Teachers at a middle school in Lincoln, Nebraska are being instructed not to refer to children as ‘boys and girls’ because it’s too insensitive to those of presumably other genders. Instead, they’d like the teachers to refer to their students as “campers” or “purple penguins.”
The National Review writes:
A Nebraska school district has instructed its teachers to stop referring to students by “gendered expressions” such as “boys and girls,” and use “gender inclusive” ones such as “purple penguins” instead.
“Don’t use phrases such as ‘boys and girls,’ ‘you guys,’ ‘ladies and gentlemen,’ and similarly gendered expressions to get kids’ attention,” instructs a training document given to middle-school teachers at the Lincoln Public Schools.
“Create classroom names and then ask all of the ‘purple penguins’ to meet on the rug,” it advises.
The document also warns against asking students to “line up as boys or girls,” and suggests asking them to line up by whether they prefer “skateboards or bikes/milk or juice/dogs or cats/summer or winter/talking or listening.”

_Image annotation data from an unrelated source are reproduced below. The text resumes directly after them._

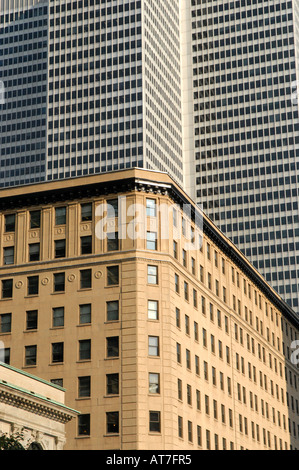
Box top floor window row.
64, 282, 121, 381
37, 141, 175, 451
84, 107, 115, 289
4, 199, 118, 233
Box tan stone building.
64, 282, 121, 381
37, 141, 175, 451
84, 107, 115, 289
0, 363, 78, 450
0, 169, 299, 450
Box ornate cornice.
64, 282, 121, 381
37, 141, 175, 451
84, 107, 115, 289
0, 383, 76, 424
0, 171, 299, 328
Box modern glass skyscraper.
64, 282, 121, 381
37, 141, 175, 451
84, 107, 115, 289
189, 0, 299, 311
0, 0, 183, 186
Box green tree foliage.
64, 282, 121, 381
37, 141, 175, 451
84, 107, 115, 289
0, 433, 25, 450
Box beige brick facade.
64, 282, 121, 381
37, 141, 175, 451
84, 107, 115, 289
0, 170, 299, 450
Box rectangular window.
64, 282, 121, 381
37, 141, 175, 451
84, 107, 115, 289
184, 281, 189, 301
107, 199, 118, 218
175, 307, 181, 328
81, 203, 92, 222
149, 411, 161, 432
54, 240, 66, 258
176, 343, 182, 364
186, 349, 191, 370
106, 374, 119, 395
4, 214, 16, 233
194, 321, 198, 341
146, 199, 157, 217
173, 241, 178, 259
54, 273, 65, 292
174, 274, 180, 294
55, 207, 66, 225
79, 304, 91, 325
149, 372, 160, 394
26, 310, 38, 330
3, 348, 10, 365
52, 307, 64, 328
146, 232, 157, 250
178, 379, 183, 400
3, 246, 15, 265
182, 249, 187, 268
193, 289, 197, 308
147, 266, 158, 285
106, 411, 119, 434
185, 315, 190, 335
178, 416, 183, 438
25, 345, 37, 366
148, 336, 159, 356
78, 376, 90, 398
106, 336, 119, 357
30, 211, 41, 229
79, 339, 91, 361
188, 421, 193, 442
27, 276, 39, 295
107, 300, 119, 321
80, 269, 92, 289
147, 300, 159, 320
197, 426, 202, 447
52, 343, 64, 363
107, 232, 119, 251
0, 313, 11, 333
29, 243, 40, 262
107, 266, 119, 286
78, 414, 90, 436
81, 235, 92, 255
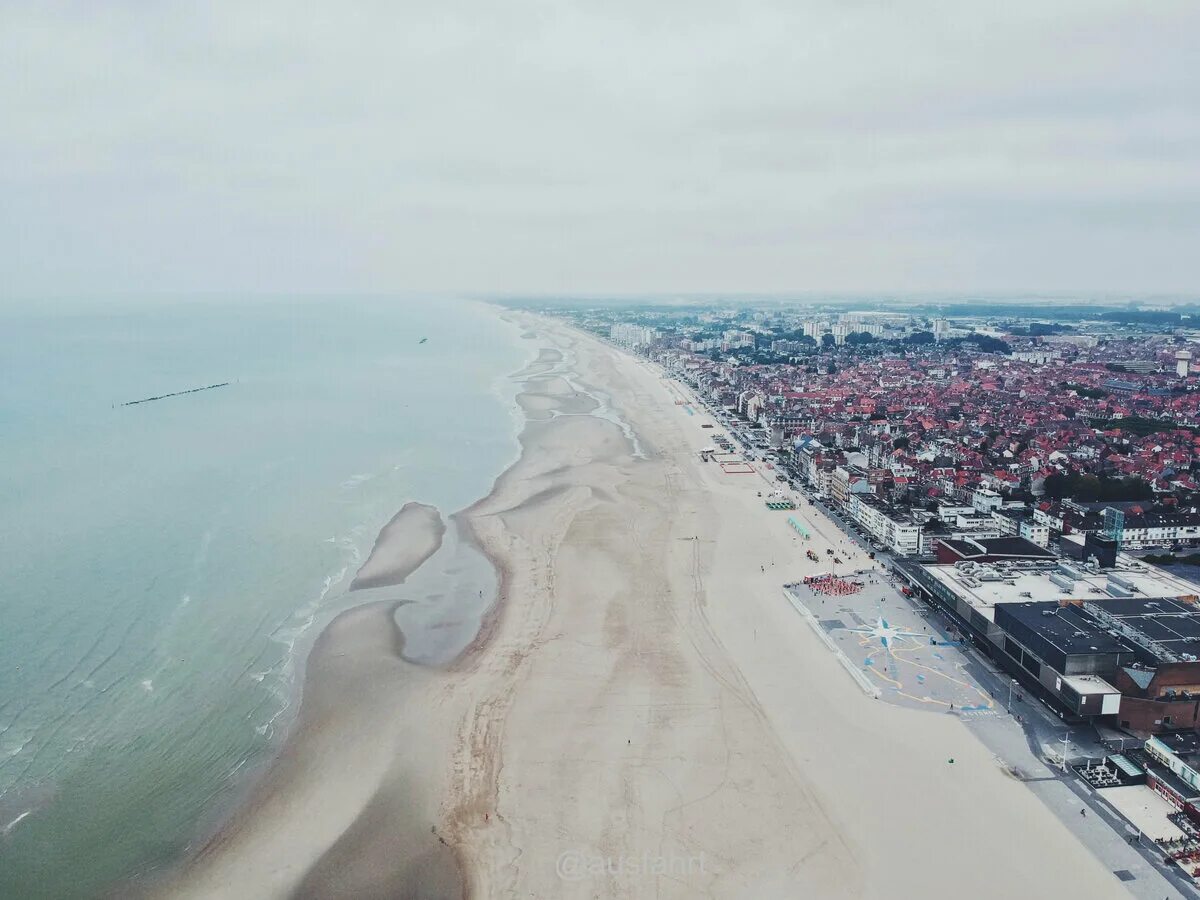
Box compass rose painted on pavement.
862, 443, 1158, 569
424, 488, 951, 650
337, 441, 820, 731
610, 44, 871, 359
850, 616, 929, 653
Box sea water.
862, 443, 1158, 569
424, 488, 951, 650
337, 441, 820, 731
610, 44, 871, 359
0, 299, 530, 898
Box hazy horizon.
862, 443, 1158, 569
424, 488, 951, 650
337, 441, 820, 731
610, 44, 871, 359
0, 0, 1200, 299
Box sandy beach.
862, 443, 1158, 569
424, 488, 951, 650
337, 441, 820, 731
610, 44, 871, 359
350, 503, 446, 590
154, 318, 1126, 899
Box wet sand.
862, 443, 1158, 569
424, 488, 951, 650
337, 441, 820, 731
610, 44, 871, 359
350, 503, 446, 590
157, 317, 1124, 899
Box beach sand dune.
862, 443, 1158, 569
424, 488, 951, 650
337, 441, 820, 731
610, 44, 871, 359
154, 318, 1124, 900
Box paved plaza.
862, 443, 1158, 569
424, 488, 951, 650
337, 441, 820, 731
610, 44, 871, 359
787, 572, 1003, 718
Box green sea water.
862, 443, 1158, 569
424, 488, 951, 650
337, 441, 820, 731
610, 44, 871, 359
0, 299, 530, 898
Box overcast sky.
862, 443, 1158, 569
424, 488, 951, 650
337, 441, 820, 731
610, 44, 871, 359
0, 0, 1200, 296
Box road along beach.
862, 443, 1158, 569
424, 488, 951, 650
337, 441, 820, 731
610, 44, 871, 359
157, 318, 1124, 898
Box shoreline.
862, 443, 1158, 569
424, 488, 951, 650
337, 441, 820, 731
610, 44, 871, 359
152, 316, 1122, 898
140, 305, 557, 896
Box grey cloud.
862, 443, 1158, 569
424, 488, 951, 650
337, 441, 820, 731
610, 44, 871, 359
0, 0, 1200, 295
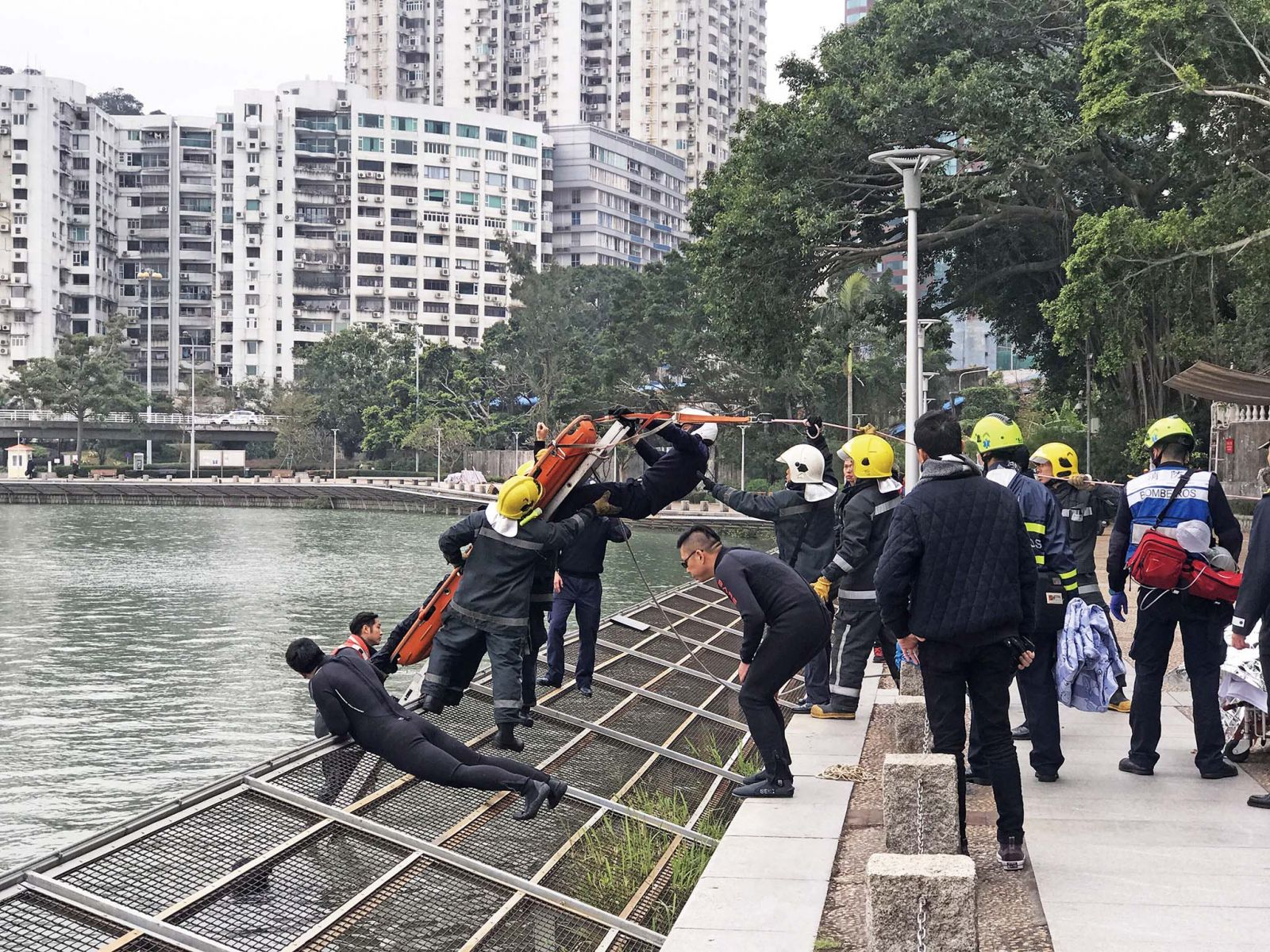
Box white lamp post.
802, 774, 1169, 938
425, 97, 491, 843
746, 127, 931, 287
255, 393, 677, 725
868, 148, 954, 489
137, 268, 161, 466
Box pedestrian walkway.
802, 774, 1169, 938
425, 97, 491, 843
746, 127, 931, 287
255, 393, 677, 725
1014, 692, 1270, 952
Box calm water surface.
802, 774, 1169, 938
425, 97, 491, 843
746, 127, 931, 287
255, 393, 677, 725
0, 505, 753, 869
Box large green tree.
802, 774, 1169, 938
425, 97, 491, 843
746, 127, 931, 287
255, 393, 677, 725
9, 319, 146, 453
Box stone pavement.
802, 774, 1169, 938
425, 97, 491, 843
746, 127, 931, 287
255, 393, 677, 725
1012, 673, 1270, 952
662, 664, 883, 952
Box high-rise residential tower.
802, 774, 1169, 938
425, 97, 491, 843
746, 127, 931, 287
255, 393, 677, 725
345, 0, 767, 186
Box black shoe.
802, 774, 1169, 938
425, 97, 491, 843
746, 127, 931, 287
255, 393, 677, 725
512, 781, 551, 820
997, 836, 1027, 869
494, 724, 525, 754
548, 777, 569, 810
732, 774, 794, 800
1120, 757, 1156, 777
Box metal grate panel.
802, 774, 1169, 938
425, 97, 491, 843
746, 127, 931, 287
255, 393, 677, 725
170, 827, 409, 952
301, 859, 512, 952
0, 891, 125, 952
59, 792, 318, 916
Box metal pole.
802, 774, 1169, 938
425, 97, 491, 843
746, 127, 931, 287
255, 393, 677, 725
903, 167, 922, 487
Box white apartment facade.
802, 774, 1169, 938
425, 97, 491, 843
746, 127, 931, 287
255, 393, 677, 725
551, 125, 688, 271
212, 81, 551, 383
345, 0, 767, 186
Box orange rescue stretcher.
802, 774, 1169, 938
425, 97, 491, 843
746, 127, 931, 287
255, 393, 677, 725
392, 410, 754, 665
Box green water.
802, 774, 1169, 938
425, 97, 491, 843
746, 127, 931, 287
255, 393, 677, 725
0, 505, 754, 869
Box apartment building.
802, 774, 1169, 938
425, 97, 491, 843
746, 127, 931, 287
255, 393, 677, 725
345, 0, 767, 186
551, 125, 688, 269
0, 72, 121, 376
212, 81, 552, 382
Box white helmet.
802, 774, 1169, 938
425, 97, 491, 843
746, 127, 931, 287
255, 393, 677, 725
776, 443, 837, 503
678, 406, 719, 443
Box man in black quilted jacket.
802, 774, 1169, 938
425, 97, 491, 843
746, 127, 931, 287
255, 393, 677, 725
874, 410, 1037, 869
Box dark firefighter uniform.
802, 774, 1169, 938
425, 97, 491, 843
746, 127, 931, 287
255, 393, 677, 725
703, 427, 838, 713
1107, 439, 1243, 777
423, 504, 595, 725
811, 472, 900, 715
715, 547, 829, 796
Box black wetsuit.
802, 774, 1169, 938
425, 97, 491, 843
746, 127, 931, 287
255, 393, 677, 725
309, 651, 548, 793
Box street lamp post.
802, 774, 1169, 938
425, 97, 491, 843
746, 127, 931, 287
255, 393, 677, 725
868, 148, 952, 486
137, 268, 161, 466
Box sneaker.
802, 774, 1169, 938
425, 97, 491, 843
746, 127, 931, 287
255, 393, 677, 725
732, 777, 794, 800
997, 836, 1027, 869
512, 781, 551, 820
811, 704, 856, 721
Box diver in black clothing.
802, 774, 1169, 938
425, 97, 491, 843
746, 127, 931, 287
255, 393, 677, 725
287, 639, 568, 820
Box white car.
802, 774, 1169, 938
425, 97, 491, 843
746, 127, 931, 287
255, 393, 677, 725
214, 410, 260, 427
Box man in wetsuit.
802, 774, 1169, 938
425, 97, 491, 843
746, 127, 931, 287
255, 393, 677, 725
287, 639, 568, 820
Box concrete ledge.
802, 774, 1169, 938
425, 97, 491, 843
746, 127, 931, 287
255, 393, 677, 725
865, 853, 979, 952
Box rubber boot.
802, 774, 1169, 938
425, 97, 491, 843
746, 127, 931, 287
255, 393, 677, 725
494, 724, 525, 754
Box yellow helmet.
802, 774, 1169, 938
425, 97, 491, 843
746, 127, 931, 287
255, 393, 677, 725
1031, 443, 1081, 480
1145, 416, 1195, 449
838, 433, 895, 480
498, 476, 542, 522
970, 414, 1024, 455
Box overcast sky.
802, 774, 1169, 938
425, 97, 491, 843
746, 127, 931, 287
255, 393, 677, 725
0, 0, 845, 116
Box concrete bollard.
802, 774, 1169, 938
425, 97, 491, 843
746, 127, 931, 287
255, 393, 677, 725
865, 853, 979, 952
891, 696, 926, 754
881, 754, 961, 853
899, 662, 926, 697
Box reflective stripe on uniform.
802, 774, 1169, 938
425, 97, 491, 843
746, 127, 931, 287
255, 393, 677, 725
874, 497, 899, 519
449, 601, 529, 628
476, 525, 542, 552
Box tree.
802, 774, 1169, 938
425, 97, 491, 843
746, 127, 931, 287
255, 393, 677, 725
87, 86, 144, 116
10, 317, 146, 455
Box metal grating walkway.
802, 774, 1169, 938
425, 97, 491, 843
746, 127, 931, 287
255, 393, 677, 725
0, 584, 798, 952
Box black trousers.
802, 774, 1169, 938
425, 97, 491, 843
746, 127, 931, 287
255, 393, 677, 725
918, 641, 1024, 842
1129, 589, 1229, 770
967, 632, 1063, 777
738, 605, 829, 774
367, 715, 548, 792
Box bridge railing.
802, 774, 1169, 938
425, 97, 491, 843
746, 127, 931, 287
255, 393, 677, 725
0, 410, 286, 430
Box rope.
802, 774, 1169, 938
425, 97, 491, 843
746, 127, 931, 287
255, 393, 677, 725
626, 538, 737, 689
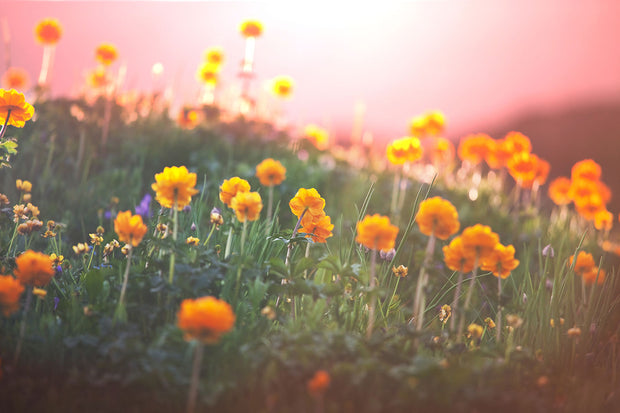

“Always ask yourself . . . ‘Will this configuration create a gendered space?’” the document says.
The “purple penguins” section can be seen below …
Click on this link to view the entire document …
Teachers are encouraged to hang signs which say “all genders welcome,” and when gender identification is absolutely necessary, they are to refer to a “boy, girl, both, or neither.”
Even more eerie are the attacks on free speech in the document.
Step 6 instructs the teachers to question somebody who looks at gender in a typical boy/girl manner. Step 7 tells teachers to find examples of “gender stereotyping” in the media, then “call it out and interrogate it.”
Step 8 however, goes a step further. Teachers are told to be “intolerant” towards those who may disagree with gender inclusive references, to “push the individual,” and take “punitive” actions to stop the behavior in their presence.
Nothing like teaching tolerance of others by being completely intolerant of those who might disagree.